It should be understood that the infection can affect absolutely all organs and tissues of the human body, except for nails and hair. For this reason, the development of extrapulmonary tuberculosis is possible. Pulmonary tuberculosis is the most common, but the disease can also affect the bones, liver, kidneys, larynx, and even the eyes.

Tuberculosis classification

Tuberculosis is classified according to clinical forms, according to the characteristics of the process, according to residual effects after treatment. Types and forms are grouped according to various principles.

infiltrative

Infiltrative tuberculosis means the presence of inflammatory changes in the lungs. The manifestations of this disease depend on the prevalence and type of changes in the lungs. In most cases, infiltrative tuberculosis is recognized by X-ray examination. Basically, the disease occurs under the guise of other diseases. These include pneumonia, bronchitis. One of them is hemoptysis (in the general normal condition of the patient).

Disseminated

Disseminated tuberculosis is characterized by the presence of multiple foci in the lungs. At the same time, the patient has a general malaise, hyperthermia, wet and hemoptysis. To suspect the disease allow characteristic changes on radiographs.

Miliary

This is a disease that occurs with the formation of tuberculous tubercles in the lungs or other organs. In patients, miliary tuberculosis is observed in acute and chronic forms. The acute form is a severe disease of the whole organism. In the chronic form, there are periods of exacerbations and "calm".

Tuberculous pleurisy

Tuberculous pleurisy is an inflammation of the pleura that occurs against the background of tuberculosis of the lungs and other organs. This disease has three forms: acute, subacute and chronic.

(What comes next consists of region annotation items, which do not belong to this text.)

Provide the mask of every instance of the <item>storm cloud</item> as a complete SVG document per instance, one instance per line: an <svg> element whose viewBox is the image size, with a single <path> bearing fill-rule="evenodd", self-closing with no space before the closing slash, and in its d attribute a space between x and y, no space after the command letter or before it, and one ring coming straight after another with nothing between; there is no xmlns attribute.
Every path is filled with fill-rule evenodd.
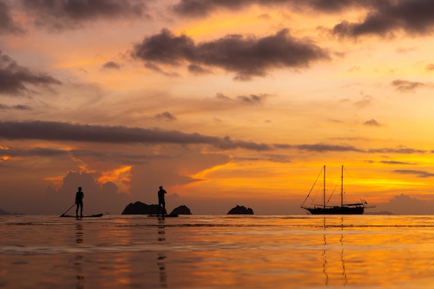
<svg viewBox="0 0 434 289"><path fill-rule="evenodd" d="M39 26L55 30L80 26L100 19L148 17L144 1L135 0L21 0L26 12Z"/></svg>
<svg viewBox="0 0 434 289"><path fill-rule="evenodd" d="M19 66L0 51L0 94L22 95L29 91L28 85L50 87L62 82L48 74L33 72Z"/></svg>
<svg viewBox="0 0 434 289"><path fill-rule="evenodd" d="M252 5L300 7L324 12L337 12L352 7L370 7L373 0L180 0L172 6L177 14L189 17L204 17L218 9L239 10Z"/></svg>
<svg viewBox="0 0 434 289"><path fill-rule="evenodd" d="M384 36L403 30L410 34L431 33L434 26L431 0L379 1L360 23L342 21L333 32L342 36Z"/></svg>
<svg viewBox="0 0 434 289"><path fill-rule="evenodd" d="M270 150L270 147L266 144L233 141L229 137L220 138L159 128L89 125L42 121L0 121L0 138L107 143L209 144L223 149Z"/></svg>
<svg viewBox="0 0 434 289"><path fill-rule="evenodd" d="M15 23L7 2L0 0L0 34L22 34L24 30Z"/></svg>
<svg viewBox="0 0 434 289"><path fill-rule="evenodd" d="M196 44L186 35L177 36L164 28L136 44L131 55L146 62L218 67L235 72L235 78L241 80L265 76L273 69L307 67L313 62L329 59L327 51L293 37L288 29L262 38L233 34Z"/></svg>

In newly diagnosed patients with tuberculosis of the respiratory system, tuberculous pleurisy is diagnosed in 3-6 percent of cases. Pleurisy is diagnosed in 2-3 percent of patients. Most often, this disease is detected in children, adolescents and young people.

Cavernous

Cavernous pulmonary tuberculosis is a stage in the development of pulmonary tuberculosis, which proceeds with the formation of a thin-walled cavity - a cavity. Mostly adults are affected by this. In children, the formation of cavities is much less common. Cavernous tuberculosis develops approximately in the third or fourth month of ineffective tuberculosis treatment. Symptoms of the disease are a wet cough and hemoptysis.

Fibrous-cavernous

Fibrous-cavernous tuberculosis occurs as a result of the development of one of the forms of pulmonary tuberculosis. If the cavity does not have a tendency to scarring, then connective tissue grows around the cavity. Because of this, the deformation of the thin-walled cavity occurs, the cavity ages and the fibrous-cavernous stage of tuberculosis develops. In general, the process takes 1.5-3 years. Patients suffering from fibro-cavernous tuberculosis complain of poor health in the body, wet cough and shortness of breath. The state of health of patients is generally satisfactory. Body temperature before treatment is usually elevated. The disease is accompanied by sweating and pallor of the skin.

cirrhotic

With cirrhotic pulmonary tuberculosis, patients experience gross cicatricial changes in the lung parenchyma and pleura, which are combined with minimal inflammation activity.

The disease develops after other forms of tuberculosis. This variety is quite rare. In order for cirrhotic tuberculosis to form, a long period of untreated inflammation is necessary. It is important to understand that with advanced cases of this form of the disease, a fatal outcome is possible. The severity of manifestations of cirrhotic tuberculosis depends on the extent and localization of changes in the lungs. Symptoms are generally mild. Outside of exacerbation, there may be slight shortness of breath and occasional dry cough.

Focal

Focal pulmonary tuberculosis is a specific tuberculous lesion, which is characterized by the presence of small foci of inflammation in the lungs. Focal tuberculosis is often a secondary tuberculosis infection, and occurs several years after the primary disease has been cured. For this reason, most of the sick are just adults. Distinctive features of this lung disease are latency, limited area of ​​damage, non-destructive nature of inflammation.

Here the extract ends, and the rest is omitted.